By Selena Hill (staff@latinospost.com) | First Posted: Jul 23, 2013 04:36 PM EDT

After traveling almost 900 million miles through outer space last Friday, NASA's Cassini spacecraft has beamed back ravishing closeup pictures of Saturn with Earth in the backgound as a "pale blue dot."

The robotic spacecraft traveled across the universe to capture a series of awe-inspiring images of Earth and Saturn's rings on July 19, 2013. A mosaic of all the images will be released in six weeks or so showing Earth, Saturn and its complete ring system.

A zoomed-in view from Cassini's narrow-angle camera shows our home planet and its moon as small points of light in the blackness of space, an image intended to spark wonder "in a way we only rarely get to see, from the most distant robotic outpost we have ever established around another planet," said Carolyn Porco, the mastermind behind the Cassini images and leader of the spacecraft imaging team at the Space Science Institute in Boulder, reports CBS News.

The photo shoot marked the first time that people were told in advance that Earth would be the subject of a portrait from space.

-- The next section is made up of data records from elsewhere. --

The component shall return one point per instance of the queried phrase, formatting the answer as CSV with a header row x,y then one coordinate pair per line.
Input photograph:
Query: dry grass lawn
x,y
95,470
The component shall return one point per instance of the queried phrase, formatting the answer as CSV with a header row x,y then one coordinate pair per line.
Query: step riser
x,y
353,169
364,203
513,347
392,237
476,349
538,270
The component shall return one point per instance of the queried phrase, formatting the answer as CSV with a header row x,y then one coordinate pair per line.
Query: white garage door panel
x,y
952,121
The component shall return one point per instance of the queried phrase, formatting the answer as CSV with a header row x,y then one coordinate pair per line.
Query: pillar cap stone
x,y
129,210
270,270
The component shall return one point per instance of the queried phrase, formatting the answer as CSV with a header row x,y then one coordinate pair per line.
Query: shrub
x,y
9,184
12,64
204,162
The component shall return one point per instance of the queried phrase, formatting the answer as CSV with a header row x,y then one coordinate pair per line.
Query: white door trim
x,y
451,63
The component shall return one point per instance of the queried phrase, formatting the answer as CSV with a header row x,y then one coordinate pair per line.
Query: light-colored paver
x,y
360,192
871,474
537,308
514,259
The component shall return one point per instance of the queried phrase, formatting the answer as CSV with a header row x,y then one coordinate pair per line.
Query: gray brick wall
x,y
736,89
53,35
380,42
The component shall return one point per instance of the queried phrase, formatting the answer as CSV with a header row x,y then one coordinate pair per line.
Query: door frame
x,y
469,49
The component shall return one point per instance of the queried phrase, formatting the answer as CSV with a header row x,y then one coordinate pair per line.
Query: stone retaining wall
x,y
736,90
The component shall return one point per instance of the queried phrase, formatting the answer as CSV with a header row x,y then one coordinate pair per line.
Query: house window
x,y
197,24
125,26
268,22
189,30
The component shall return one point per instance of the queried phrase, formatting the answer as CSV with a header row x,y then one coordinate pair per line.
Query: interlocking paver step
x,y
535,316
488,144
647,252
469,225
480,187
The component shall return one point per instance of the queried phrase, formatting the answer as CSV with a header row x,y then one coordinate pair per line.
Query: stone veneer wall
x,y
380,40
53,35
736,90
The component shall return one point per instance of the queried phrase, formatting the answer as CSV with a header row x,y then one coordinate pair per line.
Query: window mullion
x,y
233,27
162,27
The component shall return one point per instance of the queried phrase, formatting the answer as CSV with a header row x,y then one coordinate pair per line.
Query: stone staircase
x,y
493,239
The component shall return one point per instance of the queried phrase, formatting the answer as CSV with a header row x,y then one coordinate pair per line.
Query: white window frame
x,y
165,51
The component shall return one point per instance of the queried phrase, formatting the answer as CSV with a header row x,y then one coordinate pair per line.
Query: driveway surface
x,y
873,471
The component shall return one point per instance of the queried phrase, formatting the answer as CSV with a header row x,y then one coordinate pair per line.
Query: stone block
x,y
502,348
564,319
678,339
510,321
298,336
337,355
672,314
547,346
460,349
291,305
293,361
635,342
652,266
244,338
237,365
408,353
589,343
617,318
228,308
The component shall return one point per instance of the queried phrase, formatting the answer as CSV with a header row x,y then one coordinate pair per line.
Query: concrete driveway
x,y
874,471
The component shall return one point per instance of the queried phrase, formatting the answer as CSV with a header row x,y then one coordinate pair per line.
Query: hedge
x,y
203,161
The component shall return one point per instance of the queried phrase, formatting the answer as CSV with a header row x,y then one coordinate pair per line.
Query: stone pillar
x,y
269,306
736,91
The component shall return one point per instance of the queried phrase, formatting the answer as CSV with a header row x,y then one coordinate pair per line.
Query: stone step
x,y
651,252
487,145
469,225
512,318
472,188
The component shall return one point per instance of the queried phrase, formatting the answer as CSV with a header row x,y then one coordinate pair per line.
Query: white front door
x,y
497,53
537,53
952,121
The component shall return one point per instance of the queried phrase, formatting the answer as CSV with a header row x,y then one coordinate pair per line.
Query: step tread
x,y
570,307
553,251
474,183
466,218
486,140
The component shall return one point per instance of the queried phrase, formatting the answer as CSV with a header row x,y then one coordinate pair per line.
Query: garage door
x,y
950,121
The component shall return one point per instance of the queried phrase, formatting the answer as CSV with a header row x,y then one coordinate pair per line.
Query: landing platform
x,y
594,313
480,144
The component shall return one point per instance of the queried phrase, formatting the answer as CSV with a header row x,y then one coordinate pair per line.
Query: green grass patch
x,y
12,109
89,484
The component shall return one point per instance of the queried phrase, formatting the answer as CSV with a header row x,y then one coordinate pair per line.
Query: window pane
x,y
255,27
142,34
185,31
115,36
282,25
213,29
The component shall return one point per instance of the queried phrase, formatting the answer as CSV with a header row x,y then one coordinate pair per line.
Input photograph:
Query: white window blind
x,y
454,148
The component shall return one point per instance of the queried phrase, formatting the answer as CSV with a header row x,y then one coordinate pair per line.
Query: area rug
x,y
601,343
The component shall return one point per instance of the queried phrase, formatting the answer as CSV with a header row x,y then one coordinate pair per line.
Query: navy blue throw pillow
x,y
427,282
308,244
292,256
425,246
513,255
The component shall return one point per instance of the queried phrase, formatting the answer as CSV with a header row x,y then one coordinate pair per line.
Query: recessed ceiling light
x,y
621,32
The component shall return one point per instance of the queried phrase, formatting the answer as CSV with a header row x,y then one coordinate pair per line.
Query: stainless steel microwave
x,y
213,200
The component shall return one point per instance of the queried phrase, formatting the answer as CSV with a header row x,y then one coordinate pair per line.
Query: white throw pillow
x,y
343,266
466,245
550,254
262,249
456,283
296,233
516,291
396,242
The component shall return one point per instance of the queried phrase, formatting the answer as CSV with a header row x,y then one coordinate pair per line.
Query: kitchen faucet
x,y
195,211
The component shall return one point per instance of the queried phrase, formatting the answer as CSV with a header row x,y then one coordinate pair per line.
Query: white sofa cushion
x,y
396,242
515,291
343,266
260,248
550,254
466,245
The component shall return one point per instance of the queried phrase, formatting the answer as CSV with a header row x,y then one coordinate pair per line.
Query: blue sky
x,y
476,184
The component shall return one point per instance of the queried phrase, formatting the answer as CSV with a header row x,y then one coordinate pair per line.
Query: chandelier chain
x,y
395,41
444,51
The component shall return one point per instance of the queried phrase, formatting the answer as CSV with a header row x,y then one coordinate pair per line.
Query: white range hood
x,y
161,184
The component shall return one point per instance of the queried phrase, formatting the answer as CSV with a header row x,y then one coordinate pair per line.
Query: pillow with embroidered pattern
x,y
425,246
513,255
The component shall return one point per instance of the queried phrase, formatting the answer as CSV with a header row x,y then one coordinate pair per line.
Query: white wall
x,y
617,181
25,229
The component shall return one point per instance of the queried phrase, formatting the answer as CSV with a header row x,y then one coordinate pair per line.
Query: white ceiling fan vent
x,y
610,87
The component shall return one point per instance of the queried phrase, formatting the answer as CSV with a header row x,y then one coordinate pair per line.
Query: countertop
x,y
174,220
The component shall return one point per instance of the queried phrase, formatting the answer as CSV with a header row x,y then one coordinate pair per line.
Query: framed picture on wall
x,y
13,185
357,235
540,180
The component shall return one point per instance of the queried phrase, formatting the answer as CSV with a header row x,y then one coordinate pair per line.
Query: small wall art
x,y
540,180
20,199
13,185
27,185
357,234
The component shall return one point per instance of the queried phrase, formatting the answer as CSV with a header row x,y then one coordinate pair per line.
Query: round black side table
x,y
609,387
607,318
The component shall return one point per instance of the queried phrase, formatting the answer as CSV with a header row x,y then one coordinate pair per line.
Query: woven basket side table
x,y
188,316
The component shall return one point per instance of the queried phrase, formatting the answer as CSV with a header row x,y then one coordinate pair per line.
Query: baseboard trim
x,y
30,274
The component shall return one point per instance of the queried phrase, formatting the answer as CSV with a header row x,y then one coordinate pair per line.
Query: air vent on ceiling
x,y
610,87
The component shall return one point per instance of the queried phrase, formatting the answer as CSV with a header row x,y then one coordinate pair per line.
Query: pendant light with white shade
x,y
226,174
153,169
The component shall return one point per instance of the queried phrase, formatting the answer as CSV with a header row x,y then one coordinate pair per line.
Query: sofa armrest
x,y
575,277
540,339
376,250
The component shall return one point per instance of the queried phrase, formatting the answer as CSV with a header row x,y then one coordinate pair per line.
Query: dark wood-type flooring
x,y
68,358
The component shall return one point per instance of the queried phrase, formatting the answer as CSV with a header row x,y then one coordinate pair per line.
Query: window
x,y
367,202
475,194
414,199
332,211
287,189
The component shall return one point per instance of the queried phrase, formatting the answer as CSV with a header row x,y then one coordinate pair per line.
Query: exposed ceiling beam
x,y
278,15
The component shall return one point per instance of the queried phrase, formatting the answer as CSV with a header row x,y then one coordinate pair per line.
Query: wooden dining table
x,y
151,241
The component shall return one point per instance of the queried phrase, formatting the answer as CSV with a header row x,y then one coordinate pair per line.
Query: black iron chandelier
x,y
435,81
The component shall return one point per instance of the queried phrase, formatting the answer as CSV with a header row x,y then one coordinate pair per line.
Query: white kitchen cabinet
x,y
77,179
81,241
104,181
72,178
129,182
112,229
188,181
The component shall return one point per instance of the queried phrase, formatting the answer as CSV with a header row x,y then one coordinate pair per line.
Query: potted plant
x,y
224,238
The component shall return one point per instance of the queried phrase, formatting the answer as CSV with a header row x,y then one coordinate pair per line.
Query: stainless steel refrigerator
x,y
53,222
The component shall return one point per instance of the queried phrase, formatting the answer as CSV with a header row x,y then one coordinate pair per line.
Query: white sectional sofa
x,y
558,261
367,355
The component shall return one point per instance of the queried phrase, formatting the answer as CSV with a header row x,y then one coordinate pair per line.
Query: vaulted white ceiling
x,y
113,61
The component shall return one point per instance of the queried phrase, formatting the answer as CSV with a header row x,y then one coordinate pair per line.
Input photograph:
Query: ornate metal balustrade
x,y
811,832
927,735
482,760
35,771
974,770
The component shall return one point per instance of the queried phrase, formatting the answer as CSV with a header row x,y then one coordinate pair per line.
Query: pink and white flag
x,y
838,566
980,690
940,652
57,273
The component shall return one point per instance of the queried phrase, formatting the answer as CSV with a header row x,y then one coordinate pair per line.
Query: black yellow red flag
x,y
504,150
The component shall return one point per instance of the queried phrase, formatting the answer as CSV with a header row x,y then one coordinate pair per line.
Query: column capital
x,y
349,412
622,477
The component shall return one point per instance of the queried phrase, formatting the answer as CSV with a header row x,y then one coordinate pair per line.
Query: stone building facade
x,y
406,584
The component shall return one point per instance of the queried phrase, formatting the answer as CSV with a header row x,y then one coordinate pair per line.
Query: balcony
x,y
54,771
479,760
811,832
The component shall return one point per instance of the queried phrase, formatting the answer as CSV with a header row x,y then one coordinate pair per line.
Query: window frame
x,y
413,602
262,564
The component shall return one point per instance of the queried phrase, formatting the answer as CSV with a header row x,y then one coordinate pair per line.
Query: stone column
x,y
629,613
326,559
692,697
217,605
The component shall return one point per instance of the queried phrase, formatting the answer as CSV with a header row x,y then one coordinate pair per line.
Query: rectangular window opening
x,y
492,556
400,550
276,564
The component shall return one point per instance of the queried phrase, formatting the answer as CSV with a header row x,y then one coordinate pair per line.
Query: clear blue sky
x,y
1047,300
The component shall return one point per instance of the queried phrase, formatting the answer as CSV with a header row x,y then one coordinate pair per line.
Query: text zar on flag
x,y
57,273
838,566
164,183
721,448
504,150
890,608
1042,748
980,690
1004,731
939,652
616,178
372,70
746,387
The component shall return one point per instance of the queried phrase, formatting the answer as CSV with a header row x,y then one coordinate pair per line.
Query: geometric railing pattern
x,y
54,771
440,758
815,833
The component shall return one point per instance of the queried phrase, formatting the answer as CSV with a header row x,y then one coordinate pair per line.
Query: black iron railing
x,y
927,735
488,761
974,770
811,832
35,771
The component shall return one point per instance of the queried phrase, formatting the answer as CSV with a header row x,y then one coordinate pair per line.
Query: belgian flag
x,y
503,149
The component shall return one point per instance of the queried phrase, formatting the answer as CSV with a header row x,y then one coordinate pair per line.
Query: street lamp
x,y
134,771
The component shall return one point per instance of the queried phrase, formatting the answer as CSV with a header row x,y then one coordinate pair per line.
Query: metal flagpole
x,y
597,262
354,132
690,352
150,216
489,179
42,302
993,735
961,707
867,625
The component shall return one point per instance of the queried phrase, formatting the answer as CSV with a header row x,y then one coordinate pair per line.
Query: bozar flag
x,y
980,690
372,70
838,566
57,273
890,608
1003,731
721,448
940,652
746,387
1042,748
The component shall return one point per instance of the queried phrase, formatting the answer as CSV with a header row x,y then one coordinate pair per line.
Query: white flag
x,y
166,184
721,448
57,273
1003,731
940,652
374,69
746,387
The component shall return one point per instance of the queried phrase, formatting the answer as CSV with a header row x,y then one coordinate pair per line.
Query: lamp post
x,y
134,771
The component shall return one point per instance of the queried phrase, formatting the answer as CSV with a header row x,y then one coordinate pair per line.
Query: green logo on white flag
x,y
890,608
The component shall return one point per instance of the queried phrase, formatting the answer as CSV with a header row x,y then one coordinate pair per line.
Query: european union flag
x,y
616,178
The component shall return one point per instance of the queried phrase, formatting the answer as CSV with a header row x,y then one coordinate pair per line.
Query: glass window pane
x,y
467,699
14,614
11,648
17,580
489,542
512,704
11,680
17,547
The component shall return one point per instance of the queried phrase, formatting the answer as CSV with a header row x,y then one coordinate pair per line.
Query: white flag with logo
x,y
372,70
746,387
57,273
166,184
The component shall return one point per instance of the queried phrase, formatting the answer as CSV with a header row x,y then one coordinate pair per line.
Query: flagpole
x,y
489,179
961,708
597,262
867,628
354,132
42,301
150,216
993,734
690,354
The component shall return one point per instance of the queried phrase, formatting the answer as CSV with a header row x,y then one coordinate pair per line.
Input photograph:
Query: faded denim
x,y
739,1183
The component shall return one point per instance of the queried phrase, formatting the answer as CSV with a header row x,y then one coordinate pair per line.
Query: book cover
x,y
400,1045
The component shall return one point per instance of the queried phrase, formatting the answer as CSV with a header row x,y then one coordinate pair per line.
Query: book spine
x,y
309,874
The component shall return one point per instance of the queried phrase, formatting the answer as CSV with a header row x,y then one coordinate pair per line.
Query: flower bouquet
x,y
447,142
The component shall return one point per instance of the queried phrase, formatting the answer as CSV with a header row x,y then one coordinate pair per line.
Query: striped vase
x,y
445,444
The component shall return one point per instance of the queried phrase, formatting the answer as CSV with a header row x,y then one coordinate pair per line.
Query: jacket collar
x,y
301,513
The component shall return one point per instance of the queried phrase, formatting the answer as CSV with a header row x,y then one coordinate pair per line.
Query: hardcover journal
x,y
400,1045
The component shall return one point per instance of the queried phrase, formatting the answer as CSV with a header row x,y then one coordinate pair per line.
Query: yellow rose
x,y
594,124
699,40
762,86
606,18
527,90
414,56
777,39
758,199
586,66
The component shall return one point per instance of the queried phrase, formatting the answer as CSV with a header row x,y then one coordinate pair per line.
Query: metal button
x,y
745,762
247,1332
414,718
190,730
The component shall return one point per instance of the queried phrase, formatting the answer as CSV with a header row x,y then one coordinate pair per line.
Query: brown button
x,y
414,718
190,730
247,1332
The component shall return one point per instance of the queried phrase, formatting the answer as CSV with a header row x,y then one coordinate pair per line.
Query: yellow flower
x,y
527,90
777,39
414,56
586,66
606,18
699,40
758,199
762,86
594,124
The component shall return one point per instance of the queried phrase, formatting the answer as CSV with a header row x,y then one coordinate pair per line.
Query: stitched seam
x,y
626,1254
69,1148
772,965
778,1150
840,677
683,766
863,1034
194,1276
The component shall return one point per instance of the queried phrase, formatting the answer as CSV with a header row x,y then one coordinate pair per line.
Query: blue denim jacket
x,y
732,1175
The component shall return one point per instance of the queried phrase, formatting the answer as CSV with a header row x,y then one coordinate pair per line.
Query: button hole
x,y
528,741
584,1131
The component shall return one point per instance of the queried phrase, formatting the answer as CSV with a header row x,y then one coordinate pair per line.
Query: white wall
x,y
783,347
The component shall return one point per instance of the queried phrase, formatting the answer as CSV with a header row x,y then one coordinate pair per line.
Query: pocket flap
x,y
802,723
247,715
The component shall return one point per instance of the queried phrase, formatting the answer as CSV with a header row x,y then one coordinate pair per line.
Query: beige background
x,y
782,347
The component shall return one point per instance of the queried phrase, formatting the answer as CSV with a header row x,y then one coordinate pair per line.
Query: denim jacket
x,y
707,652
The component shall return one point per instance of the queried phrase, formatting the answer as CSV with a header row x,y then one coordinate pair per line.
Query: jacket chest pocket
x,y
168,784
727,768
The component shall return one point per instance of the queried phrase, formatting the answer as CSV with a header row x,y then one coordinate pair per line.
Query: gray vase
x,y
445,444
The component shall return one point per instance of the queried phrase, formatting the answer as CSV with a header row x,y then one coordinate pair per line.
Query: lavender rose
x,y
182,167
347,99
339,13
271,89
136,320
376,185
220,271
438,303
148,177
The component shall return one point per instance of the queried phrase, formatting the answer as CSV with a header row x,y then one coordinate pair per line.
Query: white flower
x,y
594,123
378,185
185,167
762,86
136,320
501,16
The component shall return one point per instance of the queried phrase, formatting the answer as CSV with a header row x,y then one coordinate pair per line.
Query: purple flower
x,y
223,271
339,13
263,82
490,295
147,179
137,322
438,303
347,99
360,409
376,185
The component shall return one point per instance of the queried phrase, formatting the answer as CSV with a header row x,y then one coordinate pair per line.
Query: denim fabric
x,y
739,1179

To mark the occasion, NASA encouraged people to step outside to wave at Saturn when the images were snapped Friday afternoon. As a result, more than 20,000 people waved at Cassini.

"We can't see individual continents or people in this portrait of Earth, but this pale blue dot is a succinct summary of who we were on July 19," Linda Spilker, a Cassini scientist at NASA's Jet Propulsion Laboratory (JPL) in Pasadena, Calif., said in a written statement, according to the Huffington Post.

"Cassini's picture reminds us how tiny our home planet is in the vastness of space, and also testifies to the ingenuity of the citizens of this tiny planet to send a robotic spacecraft so far away from home to study Saturn and take a look-back photo of Earth," added Spilker.

This is only the third time that Earth has been imaged from the outer reaches of the solar system. The first such image was the famous "pale blue dot" photograph taken 23 years ago by NASA's Voyager 1 spacecraft when it traveled 4 billion miles in space. The second was an image captured by Cassini in 2006.